Scientists have discovered a critical brain mechanism that determines whether animals freeze or flee when faced with a threat, offering new insight into instinctive behavior and potential treatments for anxiety disorders.

At the core of this discovery is a tiny structure deep in the brain known as the dorsal periaqueductal gray (dPAG), a region long known to be responsible for triggering defensive reactions in mammals.

Researchers from Harvard University and the Vlaams Instituut voor Biotechnologie (VIB) in Belgium studied two closely related deer mouse species with drastically different responses to predators.

The study, published in Nature, shows that both species perceive threats equally well, as their visual and auditory processing pathways react identically to stimuli.

However, their behaviors differ because of how their dPAG neurons respond.

In forest mice, minimal visual cues trigger intense firing of neurons in the dPAG, corresponding with rapid escape.

In contrast, prairie mice require much stronger stimuli to activate their dPAG and begin to flee.

Using advanced tools like Neuropixels probes and optogenetics, the team showed that the threshold for activating this brain region varies between species based on habitat needs.

By artificially stimulating the dPAG in forest mice, researchers caused them to flee even in safe environments.

Prairie mice, however, showed little or no reaction to the same stimulation.

Chemogenetic suppression of the dPAG in forest mice made them behave more like their prairie counterparts, suggesting that subtle neural adjustments in this midbrain region drive behavioral differences.

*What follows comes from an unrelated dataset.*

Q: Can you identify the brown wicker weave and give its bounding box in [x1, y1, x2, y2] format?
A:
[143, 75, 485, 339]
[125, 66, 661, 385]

These results suggest that evolution has fine-tuned the sensitivity of the escape response by adjusting a central brain circuit rather than altering sensory perception or building entirely new neural pathways.

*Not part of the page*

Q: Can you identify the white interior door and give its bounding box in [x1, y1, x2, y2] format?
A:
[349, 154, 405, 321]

This finding challenges the assumption that core survival behaviors are rigid and unchangeable across species.

It also demonstrates that evolutionary pressure can act efficiently on internal thresholds to adapt to environmental conditions.

The implications go beyond animal behavior.

Because the dPAG and related brainstem structures are also involved in human fear and panic, this research may open new avenues for treating anxiety and stress-related disorders.

Rather than blocking fear responses entirely, therapies could aim to recalibrate the brain’s sensitivity to threats.

The study highlights how evolution conserves key brain structures while enabling flexible behavioral adaptations through subtle changes in neural responsiveness.